On 9/30/14, 9:49 AM, Johannes Pfau wrote:
I guess my point is that although RC is useful in some cases output
ranges / sink delegates / pre-allocated buffers are still necessary in
other cases and RC is not the solution for _everything_.

Agreed.

As Manu often pointed out sometimes you do not want any dynamic
allocation (toStringz in games is a good example) and here RC doesn't
help.

Another example is format which can already write to output ranges and
uses sink delegates internally. That's a much better abstraction than
simply returning a reference counted string (allocated with a thread
local allocator). Using sink delegates internally is also more
efficient than creating temporary RCStrings. And sometimes there's no
allocation at all this way (directly writing to a socket/file).

Agreed.

What if I don't want automated memory _management_? What if I want a
function to use a stack buffer? Or if I want to free manually?

If I want std.string.toStringz to put the result into a temporary
stack buffer your solution doesn't help at all. Passing an ouput
range, allocator or buffer would all solve this.

Correct. The output of toStringz would be either a GC string or an RC
string.

But why not provide 3 overloads then?

toStringz(OutputRange)
string toStringz(Policy) //char*, actually
RCString toStringz(Policy)

The notion I got from some of your posts is that you're opposed to such
overloads, or did I misinterpret that?

I'm not opposed. Here's what I think.

As an approach to using Phobos without a GC, it's been suggested that we supplement garbage-creating functions with new functions that use output ranges everywhere, or lazy ranges everywhere.

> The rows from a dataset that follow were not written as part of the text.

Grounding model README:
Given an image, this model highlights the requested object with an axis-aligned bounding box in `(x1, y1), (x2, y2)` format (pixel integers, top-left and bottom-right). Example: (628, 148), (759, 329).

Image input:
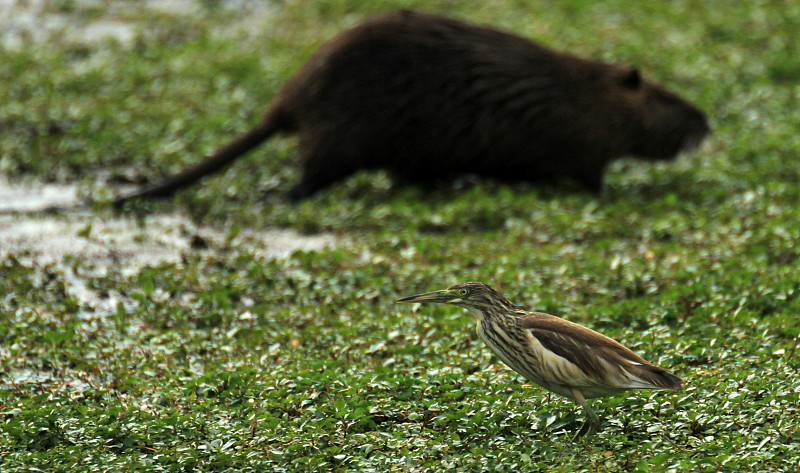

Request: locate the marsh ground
(0, 0), (800, 472)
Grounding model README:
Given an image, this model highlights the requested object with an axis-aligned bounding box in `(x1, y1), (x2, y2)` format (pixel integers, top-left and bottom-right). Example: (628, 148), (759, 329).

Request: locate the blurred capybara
(114, 10), (709, 206)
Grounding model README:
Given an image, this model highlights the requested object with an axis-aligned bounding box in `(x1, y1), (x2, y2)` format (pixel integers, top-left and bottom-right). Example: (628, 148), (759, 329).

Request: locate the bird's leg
(570, 389), (600, 440)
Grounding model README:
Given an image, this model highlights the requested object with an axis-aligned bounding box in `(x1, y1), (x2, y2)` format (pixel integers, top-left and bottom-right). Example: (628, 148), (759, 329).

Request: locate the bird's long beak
(397, 289), (459, 302)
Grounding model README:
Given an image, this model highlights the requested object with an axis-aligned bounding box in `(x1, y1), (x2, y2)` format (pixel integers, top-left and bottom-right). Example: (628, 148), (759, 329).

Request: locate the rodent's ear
(622, 67), (642, 90)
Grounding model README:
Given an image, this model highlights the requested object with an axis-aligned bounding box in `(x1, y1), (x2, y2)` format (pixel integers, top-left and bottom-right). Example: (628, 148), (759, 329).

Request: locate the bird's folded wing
(521, 313), (680, 389)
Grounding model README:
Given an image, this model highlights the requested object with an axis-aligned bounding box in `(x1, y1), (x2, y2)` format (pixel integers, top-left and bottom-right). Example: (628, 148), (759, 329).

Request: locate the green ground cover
(0, 0), (800, 472)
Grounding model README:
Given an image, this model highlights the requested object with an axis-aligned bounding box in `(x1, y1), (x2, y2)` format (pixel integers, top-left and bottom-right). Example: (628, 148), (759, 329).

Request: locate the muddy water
(0, 181), (340, 317)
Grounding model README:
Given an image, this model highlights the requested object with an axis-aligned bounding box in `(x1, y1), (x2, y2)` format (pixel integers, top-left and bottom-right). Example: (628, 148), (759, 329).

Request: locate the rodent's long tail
(111, 117), (282, 208)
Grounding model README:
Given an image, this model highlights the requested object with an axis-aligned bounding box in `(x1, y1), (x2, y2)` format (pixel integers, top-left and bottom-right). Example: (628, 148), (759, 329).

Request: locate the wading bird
(397, 282), (683, 437)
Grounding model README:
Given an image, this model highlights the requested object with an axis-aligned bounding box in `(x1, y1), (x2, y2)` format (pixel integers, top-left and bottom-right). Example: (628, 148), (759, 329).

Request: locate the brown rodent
(109, 10), (709, 206)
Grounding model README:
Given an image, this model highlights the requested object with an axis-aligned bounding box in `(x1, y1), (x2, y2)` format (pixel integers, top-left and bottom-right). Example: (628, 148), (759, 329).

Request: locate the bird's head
(397, 282), (514, 318)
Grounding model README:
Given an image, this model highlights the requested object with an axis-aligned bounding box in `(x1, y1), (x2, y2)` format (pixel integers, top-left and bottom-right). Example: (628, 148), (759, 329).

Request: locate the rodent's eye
(622, 67), (642, 90)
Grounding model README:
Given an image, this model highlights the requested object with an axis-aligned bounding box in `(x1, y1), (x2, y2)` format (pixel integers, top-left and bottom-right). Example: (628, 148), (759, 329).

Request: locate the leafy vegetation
(0, 0), (800, 472)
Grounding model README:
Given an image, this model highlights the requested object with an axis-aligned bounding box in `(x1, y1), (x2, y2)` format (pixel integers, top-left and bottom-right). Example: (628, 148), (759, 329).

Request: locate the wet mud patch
(0, 183), (341, 317)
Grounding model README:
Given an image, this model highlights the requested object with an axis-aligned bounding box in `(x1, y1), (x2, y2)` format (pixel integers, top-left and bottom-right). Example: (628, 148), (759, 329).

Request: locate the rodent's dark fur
(114, 10), (709, 206)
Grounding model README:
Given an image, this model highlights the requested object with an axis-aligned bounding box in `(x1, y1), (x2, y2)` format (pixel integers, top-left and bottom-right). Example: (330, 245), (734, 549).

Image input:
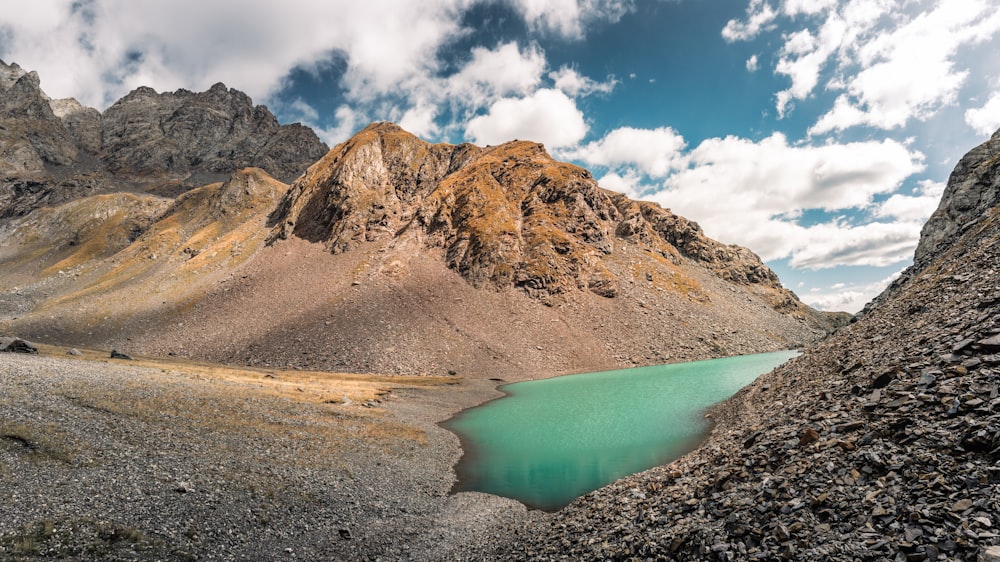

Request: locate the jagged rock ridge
(0, 61), (327, 218)
(275, 123), (820, 321)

I think a better approach is to make memory management a policy that makes convenient use of reference counting possible. So instead of garbage there'd be reference counted stuff.

Of course, to the extent using lazy computation and/or output ranges is a good thing to have for various reasons, they remain valid techniques that are and will continue being used in Phobos.

My point is that acknowledging and systematically using reference counted types is an essential part of the entire approach.